Julie's Flemish Peasant

Cuz every girl needs a dress that can roll in the hay.

Sunday, July 03, 2005

Queen of Cups

A tarot reading friend once told me that I would be best symbolized by the Queen of Cups. Apparently, her characteristics are loving, tenderhearted, intuitive, psychic and spiritual. Sure. Except for the psychic part. Unless excessive de ja voux is a strange form of psychic power. What's funny is that "loving," among other definitions, denotes "infinite patience." While this is fairly true when it comes to people, this rule does NOT in any way shape or form apply to corsetry. Heh.

Regardless of knowing that fact, I set about working up a corded corset this weekend. I educated myself by reading Jen's article, and then drooled over various examples. One of them being Beth's new curvy "s" corded corset. The shape certainly gives her that buxom "free" peasant look, but with the support of well, a corset. I knew I'd like to achieve something similar. The problem is that I really don't think I'm up to the "creative tailoring" it would necessitate later for drafting the overlying dress. I honestly think beth is a far better pattern drafter, and will do well with it, while it would most likely just frustrate me. Also, I'm a chicken.

Then, in an internet search, I was inspired by this:

Its a corset from 1598 Germany. I imagine that the unboned "cup" section would allow for a bit more curvature, and hopefully the "underwire-ish" cup action would mean less probability for pancake boobies (as seen in beth's what-not-to-do post). Oh, and as its otherwise straight, I thought it would make later tailoring of dresses easier.

I was certain that it wasn't the right type of corset for a flemish peasant/working class. But comfort with corset trumps authenticity with floppy boobies. Like Beth, I don't go out without some support, you know?
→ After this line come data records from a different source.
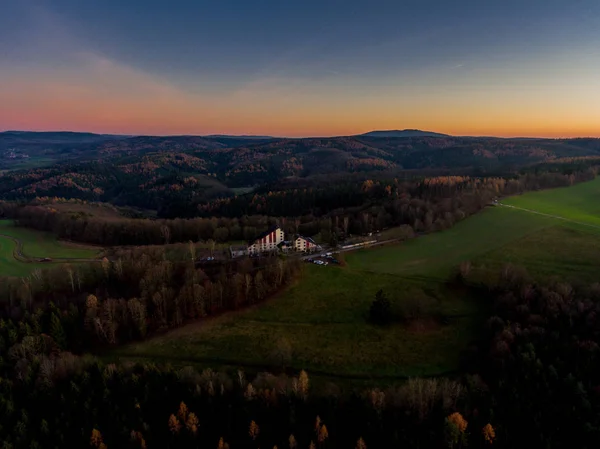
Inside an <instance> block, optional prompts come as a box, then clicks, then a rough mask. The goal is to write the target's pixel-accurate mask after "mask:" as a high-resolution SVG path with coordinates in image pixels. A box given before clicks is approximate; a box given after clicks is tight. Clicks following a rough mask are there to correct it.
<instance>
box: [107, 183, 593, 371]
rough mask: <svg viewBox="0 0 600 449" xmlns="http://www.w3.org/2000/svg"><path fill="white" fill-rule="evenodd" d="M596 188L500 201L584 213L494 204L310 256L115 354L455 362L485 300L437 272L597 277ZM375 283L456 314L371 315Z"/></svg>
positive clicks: (361, 362)
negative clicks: (232, 306)
mask: <svg viewBox="0 0 600 449" xmlns="http://www.w3.org/2000/svg"><path fill="white" fill-rule="evenodd" d="M582 198H585V200H583V199H582ZM599 199H600V179H599V180H596V181H592V182H590V183H586V184H581V185H578V186H575V187H571V188H568V189H556V190H552V191H547V192H539V193H531V194H526V195H522V196H519V197H516V198H511V199H509V200H506V201H504V202H505V203H506V204H509V203H510V204H511V205H513V204H514V205H517V204H519V206H518V207H523V208H527V209H532V210H535V209H538V208H539V209H540V210H544V211H546V212H544V213H549V214H553V215H561V216H563V215H564V218H566V219H568V220H576V221H578V222H581V223H584V224H579V223H574V222H571V221H566V220H561V219H558V218H552V217H548V216H544V215H539V214H535V213H532V212H528V211H524V210H519V209H514V208H509V207H505V206H495V207H489V208H487V209H486V210H484V211H483V212H481V213H480V214H477V215H475V216H473V217H470V218H468V219H466V220H464V221H462V222H460V223H458V224H457V225H456V226H454V227H453V228H451V229H449V230H446V231H443V232H439V233H434V234H430V235H427V236H423V237H419V238H416V239H413V240H410V241H408V242H405V243H403V244H399V245H394V246H388V247H379V248H373V249H367V250H360V251H357V252H354V253H348V254H346V262H347V266H346V267H343V268H339V267H317V266H312V265H311V266H307V267H306V270H305V273H304V275H303V277H302V279H300V280H299V281H298V282H297V283H296V284H295V285H294V286H292V287H291V288H289V289H288V290H287V291H285V292H283V293H282V294H281V295H279V296H278V297H276V298H273V299H271V300H270V301H268V302H267V303H265V304H262V305H260V306H257V307H255V308H253V309H250V310H246V311H241V312H236V313H233V314H230V315H226V316H222V317H219V318H216V319H211V320H207V321H205V322H200V323H196V324H191V325H188V326H186V327H183V328H181V329H178V330H175V331H173V332H170V333H167V334H165V335H163V336H160V337H157V338H154V339H151V340H149V341H147V342H144V343H140V344H134V345H129V346H126V347H123V348H120V349H119V350H117V351H116V352H115V353H114V355H116V356H119V357H123V358H133V359H146V360H148V359H149V360H155V361H156V360H157V361H169V362H172V363H176V364H197V365H203V366H211V367H213V368H216V367H219V366H230V367H236V366H241V367H248V366H253V365H254V366H260V365H264V364H265V363H268V360H269V357H270V355H271V354H272V352H273V350H274V348H275V347H277V344H278V342H280V341H282V340H283V339H285V340H287V341H288V342H289V343H290V345H291V348H292V363H291V365H292V366H293V367H294V368H296V369H300V368H305V369H307V370H309V372H311V371H312V373H313V374H314V373H317V374H318V373H322V374H323V375H327V376H330V377H336V376H338V379H340V378H351V379H353V380H355V381H357V380H361V379H362V380H364V379H369V378H370V379H371V381H373V380H375V381H377V380H378V379H379V380H380V381H384V380H385V381H389V380H390V379H394V378H395V379H400V378H402V377H404V376H423V375H437V374H442V373H445V372H448V371H452V370H454V369H456V368H457V367H458V363H459V359H460V353H461V351H462V350H463V349H464V348H465V347H466V346H467V345H468V343H469V341H470V340H471V339H472V338H473V337H474V335H475V332H476V329H478V328H479V326H481V314H482V313H485V309H486V304H482V303H480V302H478V301H477V299H475V298H470V297H468V296H467V295H466V294H465V292H461V291H457V290H453V289H452V288H451V287H449V286H448V285H446V284H445V283H444V282H443V281H444V280H446V279H447V278H448V276H449V275H451V273H452V272H453V270H454V269H455V267H456V266H457V265H458V264H459V263H460V262H461V261H465V260H470V261H472V262H473V263H474V265H477V266H482V265H484V266H485V267H486V268H489V269H490V270H497V269H499V268H501V267H502V266H503V265H504V264H506V263H513V264H518V265H524V266H525V267H526V268H527V269H528V270H529V271H530V272H531V273H532V274H533V275H535V276H537V277H544V276H560V277H561V279H568V280H578V279H581V280H590V281H593V280H597V267H598V266H599V265H600V228H594V227H591V226H587V225H586V224H593V223H595V222H596V220H598V216H599V215H596V214H598V213H599V212H598V205H599V204H600V201H598V200H599ZM521 205H522V206H521ZM379 288H382V289H384V291H386V292H387V294H388V296H390V298H391V299H392V301H393V302H394V303H401V302H403V301H406V300H407V299H409V298H410V299H414V298H418V299H419V300H427V301H429V302H431V301H433V302H435V304H437V307H439V308H440V310H442V311H443V312H444V313H445V314H448V315H452V316H455V317H456V318H455V319H454V320H452V321H451V324H448V325H444V326H441V325H430V326H428V325H427V323H421V325H420V326H410V327H407V326H404V325H393V326H391V327H389V328H379V327H376V326H372V325H370V324H368V323H367V321H366V320H365V315H366V313H367V311H368V308H369V305H370V303H371V301H372V300H373V297H374V294H375V292H376V291H377V290H378V289H379Z"/></svg>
For the corset design, I used the bodice pattern from my green venetian, with less point at the front, point removed from the back, strap altered a bit to not be at the shoulder point like on the venetian, and front lacing.My original plan was to make the corset from my green cotton and cream duck. But since I wanted some give at the unboned boob section, I decided not to go with the very sturdy duck and settled on an inner lining of yellow linen from my recent thrift store finds. I also made the front portion fall somewhat on a slight bias to allow some "give" so my womanly bits could assert themselves. Probably a big no-no for lacing integrity. But I guess we'll find out, eh?

Then the sewing part happened:
While I was sewing, I abandoned the cup plan completely. Mental note to try that sometime. But my "infinite patience" ran out. Chuckle. I did use the diagonal boning channel design like beth --it seemed rather natural since the corset front was on the bias anyway. I ended up with a hemp-corded green and yellow corset bound with white grossgrain, cuz that was all I had on hand. I must've been subconciously affected by Niter's recently dyed "sprite" yarn. I dub this the "Sprite corset" in deference to her cleverness. Its definitely not as curvy as Beth's fun experiment. But its awful comfy, and it'll do.
I didn't think to take a pic while I had the lacing strips still attached. So here it is sans eyelets (and with a bit more binding left to finish).



Hopefully I'll be able to finish this bad boy tomorrow, and get a decent pic with "womanly bits" asserting themselves.

1 Comments:

Anonymous Anonymous said...

Heh hehe Sprite corset! I love it. And I love the corset. I cannot wait to see it on you. Really. And not in a creepy pervert way.